Bajé la cabeza, sólo había ruinas en mi interior. Volví a mi parroquia, y el señor Romualdo, amante de Clarimonda, se separó del pobre cura a quien durante tanto tiempo había hecho tan extraña compañía. Sólo que la noche siguiente volví a ver a Clarimonda, quien me dijo, como la primera vez en el pórtico de la iglesia:

-¡Infeliz! ¡infeliz!, ¿qué has hecho?, ¿por qué has escuchado a ese cura imbécil?, ¿acaso no eras feliz?, ¿y qué te había hecho yo para que violaras mi tumba y pusieras al descubierto las miserias de mi nada? Se ha roto para siempre toda posible comunicación entre nuestras almas y nuestros cuerpos. Adiós, me recordarás -se disipó en el aire como el humo y nunca más volví a verla.
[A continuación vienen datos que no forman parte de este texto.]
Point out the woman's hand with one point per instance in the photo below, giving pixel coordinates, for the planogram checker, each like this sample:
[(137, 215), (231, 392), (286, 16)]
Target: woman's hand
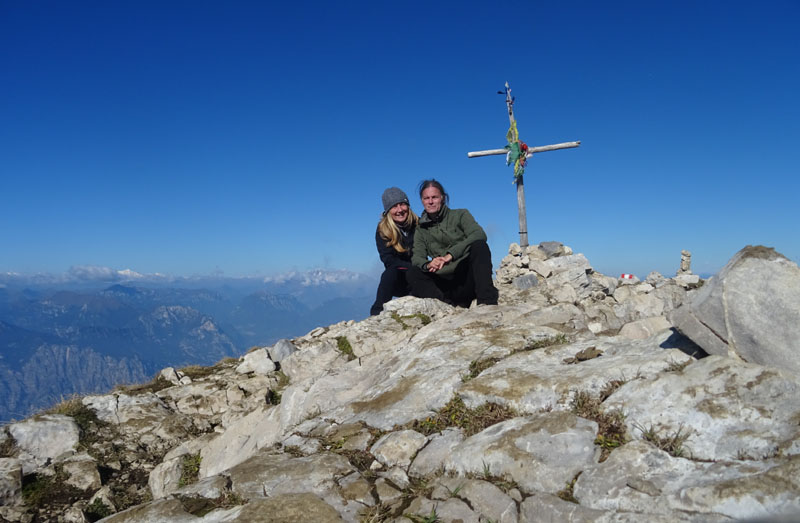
[(439, 262)]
¡Ay de mí! Tenía razón; la he recordado más de una vez y aún la recuerdo. La paz de mi alma fue pagada a buen precio; el amor de Dios no era suficiente para reemplazar al suyo. Y, he aquí, hermano, la historia de mi juventud. No mires jamás a una mujer, y camina siempre con los ojos fijos en tierra, pues, aunque seas casto y sosegado, un solo minuto basta para hacerte perder la eternidad.